Desta poi qualche interrogativo la consueta postura battagliera del ministro del Lavoro Andrea Orlando e del vicesegretario Peppe Provenzano (i due leader della sinistra dem), nonché – ma questo è normale – di Maurizio Landini, lì invitato, una postura che quasi sempre irrita altre parti politiche e/o Confindustria. Va bene che Jean Luc Mélénchon ha preso tanti voti, ma in questo frangente non pare il caso di mettersi a fare i duri, anche perché per rivedere il sistema salariale è d’obbligo il consenso di una Confindustria che verso il Pd mostra sempre maggiore fastidio, e non è un bene per nessuno.

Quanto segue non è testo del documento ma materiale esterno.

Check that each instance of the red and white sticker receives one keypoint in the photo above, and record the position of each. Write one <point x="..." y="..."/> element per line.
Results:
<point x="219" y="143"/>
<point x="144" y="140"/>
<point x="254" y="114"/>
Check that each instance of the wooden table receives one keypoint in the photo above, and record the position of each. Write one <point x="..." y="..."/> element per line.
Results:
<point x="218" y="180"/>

Ma a parte questo aspetto, che è senz’altro secondario, c’è un errore di fondo nell’impostazione della faccenda, almeno per come viene raccontata ai giornalisti: diciamo una cosa “di sinistra” sul sociale per controbilanciare la linea sulla guerra della Russia. Se questo è il pensiero recondito del gruppo dirigente, non ci siamo proprio. Soprattutto perché evidentemente si pensa che la (giustissima) posizione di Letta sul massacro di Putin e l’aiuto con tutti i mezzi all’Ucraina sia “di destra” e non invece l’unica linea di tutta la sinistra riformista e democratica del mondo, dato che si tratta di una scelta di schieramento dalla parte della democrazia e della libertà contro l’imperialismo e la dittatura di Mosca: e questo è “di sinistra”. Ma non basta.

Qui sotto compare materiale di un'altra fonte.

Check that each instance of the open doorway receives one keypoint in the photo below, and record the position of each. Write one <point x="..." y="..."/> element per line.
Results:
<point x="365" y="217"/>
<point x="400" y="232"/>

Viene il sospetto che il Pd, che pure tiene coraggiosamente il punto, cominci a temere la concorrenza di Giuseppe Conte, il neopacifista che vorrebbe diventare punto di riferimento elettorale dei “talkisti” neoputiniani, e alzi la posta rilanciando la parola d’ordine dei salari più alti e quella del salario minimo come per far “dimenticare” a un certo elettorato di sinistra la linea, che ha certo un costo economico, sulla guerra alla guerra di Putin. Uno “scambio” tra politica sociale e scelte internazionali che in sé sarebbe politicamente privo di senso.

Ora, nessuno può negare che ci esista un problema salariale, così come è sempre più acuto quello della lotta al lavoro nero e alla crescita della precarietà: ma il rischio è che a furia di inseguire la demagogia di Conte e di soggetti minori della sinistra il Pd finisca per alimentare un’assurda competition populista a caccia di voti, dimenticando il suo ruolo di partito-cardine del governo, limitando il suo pensiero alla richiesta di soldi per i lavoratori smarrendo l’ambizione più alta di fare i conti con le trasformazioni profonde e veloci del mondo del lavoro: sarebbe un ripiegamento populista, altro che socialdemocrazia.

Se l’idea del Nazareno fosse quella di tuffarsi in un calderone social-populista con Conte e Bersani – che è l’idea, esterna al mondo politico, di Maurizio Landini – illudendosi che questo sia sufficiente a recuperare l’elettorato operaio o giovanile saremmo di fronte a un nuovo pericolo per la maturazione di un grande partito riformista di governo. Perché sul terreno populista è comunque più forte Peppe Conte di Peppe Provenzano.